Last year’s sales of homes for at least $100 million were led by an East Hampton, New York, estate purchased for $147 million by Barry Rosenstein, managing partner at hedge fund Jana Partners. The other top sales were a $146 million villa in Saint-Jean-Cap-Ferrat, France; a $120 million estate in Greenwich, Connecticut; a $104 million Hong Kong residence; and a $100.5 million duplex penthouse in New York’s One57 condominium tower, according to Christie’s.
Not all the properties went for close to the asking price. The Greenwich estate that sold for $120 million was originally listed for $190 million.
The fact that asking and sales prices for ultra-luxury properties are reaching new heights isn’t a sign of problems in the broader market and shouldn’t raise concerns that last decade’s housing bubble will be repeated, Conn said.
“I think of this market as fundamentally different from the rest of the market,” Conn said in an interview Thursday on Bloomberg Television’s “Market Makers.” “In order to buy one of these properties, you have to be in the billionaires club.”
Just one home sale exceeded the $100 million mark in 2013, following four such transactions in 2012 and three in 2011, Christie’s reported.
Residences currently on the market with asking prices at that level include a $400 million Monaco penthouse, a $365 million London manor and a $195 million estate in Beverly Hills, California, according to Christie’s. France’s Cote d’Azur, a getaway for jet-setters, has homes with asking prices of $425 million and $215 million.
The report analyzed home sales in 10 cities known for prime property and 70 additional markets, including weekend getaways, vacation resorts and suburban locations. The 10 cities are Dubai, Hong Kong, London, Los Angeles, Miami, New York, Paris, San Francisco, Sydney and Toronto.
The average starting price for a luxury home was $2 million in the areas Christie’s studied. It defines a luxury home as having a combination of location, such as a prominent street address, and amenities such as privacy, urban conveniences or collectible architectural quality.

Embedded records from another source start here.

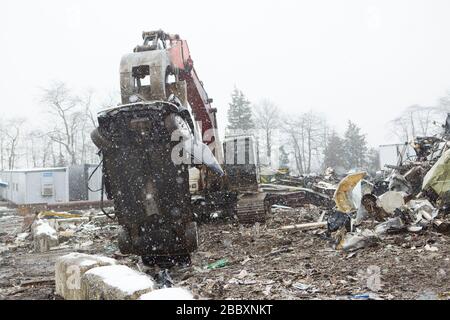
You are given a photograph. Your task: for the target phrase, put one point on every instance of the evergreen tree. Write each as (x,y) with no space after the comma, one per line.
(355,147)
(284,158)
(334,156)
(239,112)
(373,161)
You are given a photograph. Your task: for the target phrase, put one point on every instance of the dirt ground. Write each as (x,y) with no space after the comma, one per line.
(263,262)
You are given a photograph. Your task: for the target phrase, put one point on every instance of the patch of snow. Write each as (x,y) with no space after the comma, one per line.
(168,294)
(123,278)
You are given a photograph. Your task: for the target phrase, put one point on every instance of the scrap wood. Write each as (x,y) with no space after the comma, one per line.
(58,214)
(304,226)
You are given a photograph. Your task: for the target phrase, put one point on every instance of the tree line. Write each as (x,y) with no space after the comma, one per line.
(306,143)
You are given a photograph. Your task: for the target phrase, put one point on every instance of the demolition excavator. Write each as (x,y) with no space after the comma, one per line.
(164,128)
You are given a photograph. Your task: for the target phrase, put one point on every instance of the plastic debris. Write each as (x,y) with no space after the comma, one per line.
(218,264)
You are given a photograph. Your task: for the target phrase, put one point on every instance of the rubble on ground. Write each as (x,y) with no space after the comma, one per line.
(324,240)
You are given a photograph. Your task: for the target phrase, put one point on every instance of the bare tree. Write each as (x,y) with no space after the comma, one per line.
(65,108)
(11,133)
(267,119)
(417,120)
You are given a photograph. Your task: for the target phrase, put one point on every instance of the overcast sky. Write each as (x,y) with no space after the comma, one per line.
(356,59)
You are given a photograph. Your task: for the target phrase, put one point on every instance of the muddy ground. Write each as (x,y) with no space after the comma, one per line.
(263,262)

London luxury homes averaged $4,119 a square foot, the most expensive of the top 10 cities. Beverly Hills and neighboring areas of Los Angeles had the highest luxury entry-price point, at $8 million. Toronto had the fastest sales pace, with prime properties finding a buyer an average of 31 days after listing. Dubai had the highest share of international and non-local buyers, at 75 percent.